Good morning Wildcat nation!
Good morning Wildcat nation! Hopefully each of you is having a good week this week and are enjoying the beautiful weather we are having. This is one of my favorite times of the year, the changing of the leaves, the nip in the air, and the promise of a beautiful fall. It's hard to believe we are nearing the end of the first quarter of school already. There are many great things going on in buildings across the district and I would like to invite you as the community to find a way to be involved.
As I thought about what to share this week I kept coming back to school funding and the state of school funding in Missouri. Schools are funded at the state level through a mechanism called the foundation formula which takes the money allocated to public schools and divides it out to the 520 school districts. Factors that are taken into account for consideration are the cost of living, students with higher needs, free/reduced lunch population, special education students, and students with limited English proficiencies. The current foundation formula was adopted in 2005, implemented in 2006, and was to be infused over a period of seven years. The seven years have now lapsed and school districts are still not funded at 100 percent. The reason for having the formula is so sufficient funds are provided that will allow all school districts in Missouri to have what's adequate or necessary to meet the needs of educating each student.

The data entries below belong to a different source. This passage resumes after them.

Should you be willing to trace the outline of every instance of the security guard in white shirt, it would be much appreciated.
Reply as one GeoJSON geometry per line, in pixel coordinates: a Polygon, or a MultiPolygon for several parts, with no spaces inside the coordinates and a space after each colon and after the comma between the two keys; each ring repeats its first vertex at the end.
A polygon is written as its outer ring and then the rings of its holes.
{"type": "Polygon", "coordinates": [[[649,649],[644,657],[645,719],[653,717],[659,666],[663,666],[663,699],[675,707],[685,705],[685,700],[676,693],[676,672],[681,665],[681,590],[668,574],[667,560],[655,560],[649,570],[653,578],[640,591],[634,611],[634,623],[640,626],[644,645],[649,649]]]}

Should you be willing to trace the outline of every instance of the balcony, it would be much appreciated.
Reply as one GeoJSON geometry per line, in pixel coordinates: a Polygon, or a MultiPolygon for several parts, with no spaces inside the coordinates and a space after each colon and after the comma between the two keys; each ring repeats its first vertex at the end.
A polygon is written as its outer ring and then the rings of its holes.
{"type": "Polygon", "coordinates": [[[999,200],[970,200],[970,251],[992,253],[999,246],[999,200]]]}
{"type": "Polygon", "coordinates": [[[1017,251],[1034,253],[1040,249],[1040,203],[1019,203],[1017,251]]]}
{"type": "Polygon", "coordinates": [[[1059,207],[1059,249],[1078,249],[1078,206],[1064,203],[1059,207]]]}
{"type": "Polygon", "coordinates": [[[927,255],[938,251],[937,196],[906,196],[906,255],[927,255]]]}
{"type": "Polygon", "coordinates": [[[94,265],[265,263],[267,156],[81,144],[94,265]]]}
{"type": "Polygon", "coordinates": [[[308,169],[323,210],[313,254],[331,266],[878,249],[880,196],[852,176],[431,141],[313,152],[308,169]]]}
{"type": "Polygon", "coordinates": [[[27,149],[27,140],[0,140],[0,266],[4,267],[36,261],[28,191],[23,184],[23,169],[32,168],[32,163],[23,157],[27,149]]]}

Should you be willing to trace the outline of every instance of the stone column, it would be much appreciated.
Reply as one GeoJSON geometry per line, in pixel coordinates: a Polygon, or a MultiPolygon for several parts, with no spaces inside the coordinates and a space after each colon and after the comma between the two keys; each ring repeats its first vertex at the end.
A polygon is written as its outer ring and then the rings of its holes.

Each year the department of elementary and secondary education recommends to the state board of education that the request be made to the legislature that education be fully funded. Each year the state board makes the recommendation and each year it doesn't occur. Part of this is that Missouri is still feeling the results of the latest recession; the state is actually operating at the same level of funding that was available in 2008. There are also many other programs that are all trying to get a bigger piece of the same pie and there is only so much pie to go around. This past session the governor and legislature added $66 million to education funding which funded education at its highest level ever, but is still well below the commitment that was made with the establishment of the formula. For the Neosho R-5 School District this means that this year alone we are underfunded by approximately $1.9 million because the formula is only being funded at 92 percent
The reason I feel this important enough to share is because I want the community to see that we are doing great things as a school district even though we are underfunded. This underfunding has been occurring since 2006 which would bring the total to between $10-$11 million over the last seven years. So, what eventually happens is that some of the funding that is the state's responsibility gets shifted to the local responsibility in order for districts to function and do the best they can for the students they serve. I feel that many times this is information that patrons don't receive and want to make sure as we move ahead that I share information like this so we as a community can be informed. Have a great week!
Dan Decker is superintendent of the Neosho R-5 Board of Education.